Short of a major data breach, it could be a bank chief information officer's worst nightmare: a critical piece of software crashes, disrupting an important and highly visible activity like processing consumer payments or setting net asset values for mutual fund clients.

HSBC and Bank of New York Mellon are still reeling from recent software snafus that brought down major segments of their business and are all too familiar in financial services. In July the New York Stock Exchange suffered a systemwide outage affecting every stock on the exchange – traders basically got a blank screen. In 2012 a problem in Knight Trading's algorithmic trading system that lasted for thirty minutes cost the firm $440 million.

Software problems are inevitable, and the financial industry at the moment is particularly vulnerable.

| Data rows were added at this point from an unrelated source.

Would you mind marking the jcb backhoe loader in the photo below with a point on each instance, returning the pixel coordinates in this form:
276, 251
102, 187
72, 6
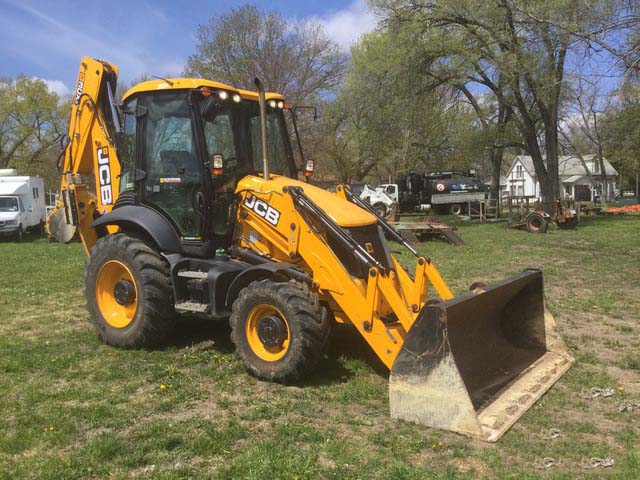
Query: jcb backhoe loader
187, 201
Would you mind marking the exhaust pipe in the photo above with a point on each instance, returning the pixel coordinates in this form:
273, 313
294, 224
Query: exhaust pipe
263, 128
476, 363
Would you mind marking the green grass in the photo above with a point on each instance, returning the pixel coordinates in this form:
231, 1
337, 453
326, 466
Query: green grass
75, 408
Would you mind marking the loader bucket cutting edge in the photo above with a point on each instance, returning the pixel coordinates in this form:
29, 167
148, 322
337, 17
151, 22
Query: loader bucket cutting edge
476, 363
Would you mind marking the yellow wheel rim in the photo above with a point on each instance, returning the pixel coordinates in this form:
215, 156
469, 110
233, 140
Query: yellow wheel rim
117, 306
269, 353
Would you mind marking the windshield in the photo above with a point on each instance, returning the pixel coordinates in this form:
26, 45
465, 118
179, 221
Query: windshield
233, 131
8, 204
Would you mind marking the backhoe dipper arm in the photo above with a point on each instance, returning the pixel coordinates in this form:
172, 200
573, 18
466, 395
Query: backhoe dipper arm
90, 167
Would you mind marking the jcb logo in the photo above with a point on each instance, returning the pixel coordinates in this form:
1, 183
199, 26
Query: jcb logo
104, 175
79, 88
270, 214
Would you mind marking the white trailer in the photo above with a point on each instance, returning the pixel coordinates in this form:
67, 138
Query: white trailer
22, 204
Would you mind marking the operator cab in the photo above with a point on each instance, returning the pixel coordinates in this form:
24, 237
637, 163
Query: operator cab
185, 145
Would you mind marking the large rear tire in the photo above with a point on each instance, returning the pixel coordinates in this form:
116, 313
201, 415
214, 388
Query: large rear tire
128, 292
569, 224
279, 330
536, 223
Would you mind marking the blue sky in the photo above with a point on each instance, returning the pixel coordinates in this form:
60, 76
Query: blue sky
46, 39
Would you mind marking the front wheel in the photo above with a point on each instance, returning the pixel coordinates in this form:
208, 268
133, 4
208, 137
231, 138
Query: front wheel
128, 292
279, 330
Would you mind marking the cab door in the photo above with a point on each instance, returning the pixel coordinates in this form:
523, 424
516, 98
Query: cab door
173, 174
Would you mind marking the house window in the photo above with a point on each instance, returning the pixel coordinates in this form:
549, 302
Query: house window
519, 172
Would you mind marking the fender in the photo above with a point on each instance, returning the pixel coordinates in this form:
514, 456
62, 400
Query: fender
154, 224
260, 271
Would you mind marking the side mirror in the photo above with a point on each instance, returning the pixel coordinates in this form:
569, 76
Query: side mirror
64, 142
209, 107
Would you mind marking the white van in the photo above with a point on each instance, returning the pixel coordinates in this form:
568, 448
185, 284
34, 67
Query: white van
22, 205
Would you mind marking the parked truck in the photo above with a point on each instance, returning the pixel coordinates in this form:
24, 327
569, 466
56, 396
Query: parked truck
22, 206
448, 192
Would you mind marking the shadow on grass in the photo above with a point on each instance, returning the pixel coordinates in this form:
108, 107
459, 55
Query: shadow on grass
27, 238
191, 331
344, 342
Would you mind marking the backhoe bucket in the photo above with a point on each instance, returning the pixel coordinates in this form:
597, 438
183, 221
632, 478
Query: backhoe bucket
476, 363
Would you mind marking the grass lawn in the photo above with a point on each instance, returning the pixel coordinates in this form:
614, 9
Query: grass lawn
75, 408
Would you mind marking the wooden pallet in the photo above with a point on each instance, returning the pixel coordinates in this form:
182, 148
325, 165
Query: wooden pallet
411, 231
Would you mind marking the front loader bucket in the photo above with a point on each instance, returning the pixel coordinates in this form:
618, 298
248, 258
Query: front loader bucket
476, 363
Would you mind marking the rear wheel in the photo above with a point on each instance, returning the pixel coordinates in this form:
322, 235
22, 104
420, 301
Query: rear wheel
455, 209
128, 292
536, 223
279, 330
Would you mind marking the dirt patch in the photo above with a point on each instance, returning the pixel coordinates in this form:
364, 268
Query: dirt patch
475, 465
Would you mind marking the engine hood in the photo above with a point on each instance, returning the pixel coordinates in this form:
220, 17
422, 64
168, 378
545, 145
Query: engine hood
6, 216
341, 211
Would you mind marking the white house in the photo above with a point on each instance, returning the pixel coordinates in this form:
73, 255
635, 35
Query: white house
574, 179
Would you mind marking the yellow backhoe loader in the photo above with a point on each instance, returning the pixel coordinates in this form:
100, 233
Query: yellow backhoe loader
187, 201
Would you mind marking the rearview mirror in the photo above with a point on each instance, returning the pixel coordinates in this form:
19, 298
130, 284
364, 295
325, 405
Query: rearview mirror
309, 168
209, 107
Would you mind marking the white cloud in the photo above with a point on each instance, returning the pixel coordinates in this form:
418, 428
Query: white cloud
44, 37
57, 86
346, 26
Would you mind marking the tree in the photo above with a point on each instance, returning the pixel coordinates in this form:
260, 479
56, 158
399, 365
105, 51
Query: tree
383, 122
32, 121
293, 58
621, 135
522, 44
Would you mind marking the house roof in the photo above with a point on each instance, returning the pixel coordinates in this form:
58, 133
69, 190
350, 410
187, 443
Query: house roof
14, 185
568, 165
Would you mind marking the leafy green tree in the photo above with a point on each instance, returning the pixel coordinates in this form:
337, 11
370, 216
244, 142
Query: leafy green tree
293, 58
32, 121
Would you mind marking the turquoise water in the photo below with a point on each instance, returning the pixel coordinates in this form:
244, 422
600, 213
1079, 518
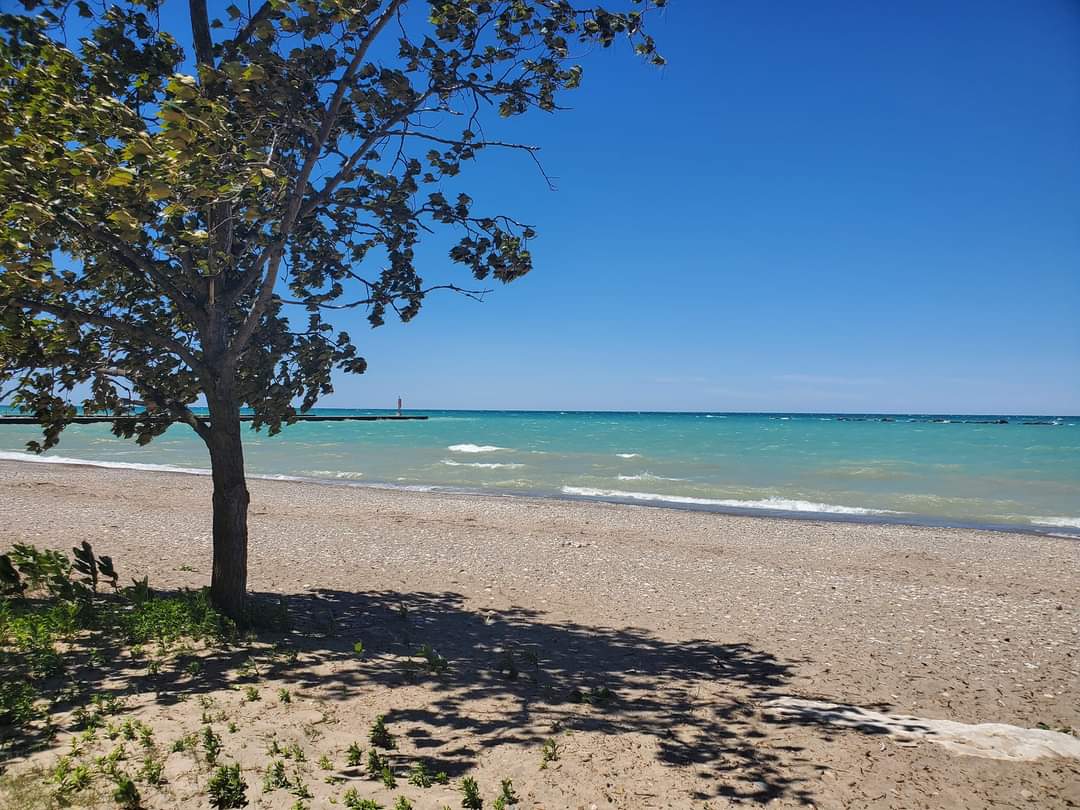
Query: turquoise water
947, 470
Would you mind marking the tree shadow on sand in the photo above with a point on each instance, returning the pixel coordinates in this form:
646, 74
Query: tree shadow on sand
696, 699
693, 697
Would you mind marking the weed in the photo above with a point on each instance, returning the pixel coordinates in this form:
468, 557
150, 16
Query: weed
388, 777
152, 770
379, 734
274, 777
352, 801
188, 743
376, 763
353, 754
435, 663
507, 797
299, 787
227, 787
212, 745
146, 736
418, 775
595, 697
550, 753
17, 703
470, 794
125, 793
251, 669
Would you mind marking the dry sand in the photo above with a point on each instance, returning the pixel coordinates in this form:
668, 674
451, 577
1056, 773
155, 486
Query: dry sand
700, 624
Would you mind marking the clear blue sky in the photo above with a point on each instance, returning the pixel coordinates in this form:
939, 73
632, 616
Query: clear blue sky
815, 206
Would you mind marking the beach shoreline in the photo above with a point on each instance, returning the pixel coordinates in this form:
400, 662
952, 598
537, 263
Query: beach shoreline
698, 621
778, 514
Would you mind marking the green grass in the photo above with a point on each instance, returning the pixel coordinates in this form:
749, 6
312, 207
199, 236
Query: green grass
227, 788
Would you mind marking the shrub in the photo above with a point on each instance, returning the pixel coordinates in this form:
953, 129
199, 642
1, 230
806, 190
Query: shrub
228, 788
470, 794
353, 755
379, 736
507, 797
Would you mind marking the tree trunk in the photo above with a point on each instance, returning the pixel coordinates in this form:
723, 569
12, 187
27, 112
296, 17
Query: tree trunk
229, 581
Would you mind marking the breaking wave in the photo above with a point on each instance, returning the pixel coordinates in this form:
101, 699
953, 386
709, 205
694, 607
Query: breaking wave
773, 504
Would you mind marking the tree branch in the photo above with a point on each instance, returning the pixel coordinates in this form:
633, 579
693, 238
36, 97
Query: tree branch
120, 327
329, 118
200, 32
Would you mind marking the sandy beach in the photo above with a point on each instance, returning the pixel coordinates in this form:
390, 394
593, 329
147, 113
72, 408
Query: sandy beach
693, 629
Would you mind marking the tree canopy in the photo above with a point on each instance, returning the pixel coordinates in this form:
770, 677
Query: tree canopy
179, 210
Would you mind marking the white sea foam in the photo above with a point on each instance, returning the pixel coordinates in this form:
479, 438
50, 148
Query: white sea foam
481, 464
647, 476
775, 504
107, 464
1071, 523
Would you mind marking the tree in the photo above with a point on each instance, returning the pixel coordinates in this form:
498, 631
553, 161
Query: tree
175, 225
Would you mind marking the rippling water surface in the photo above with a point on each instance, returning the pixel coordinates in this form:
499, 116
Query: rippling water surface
1023, 472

Many banks have old core systems, in some cases more than 40 years old, and all are under pressure to provide state-of-the-art mobile and online services.

"Digital transformation is a real challenge because you're trying to make significant upgrades to your systems quickly, without breaking the bank," said Lev Lesokhin, executive vice president of strategy and analytics at Cast Software. "How do you manage that? Very carefully."

All of this is driving banks to take software risk and software quality more seriously.

"Security gets a lot of attention, but when you look at the cost to the business and [information technology] and the business impact, these software glitches, some of which we see in the papers and many of which we don't, cost a lot more money than security," Lesokhin said. "Security is scary, and this stuff just happens all the time."

There are several things banks can do to improve the reliability and security of their code and minimize the odds of being the victim of a major software outage.

Software Testing
Careful testing of software before deployment is one common precaution. Margo Visitacion, vice president at Forrester, said that while most banks test software, their efforts are sometimes cursory.

"One thing I've seen that's specific to financial applications is that when organizations are testing, they are miscalculating the test coverage and in the need for speed, they're not always encountering some of the regression testing that needs to be performed," she said.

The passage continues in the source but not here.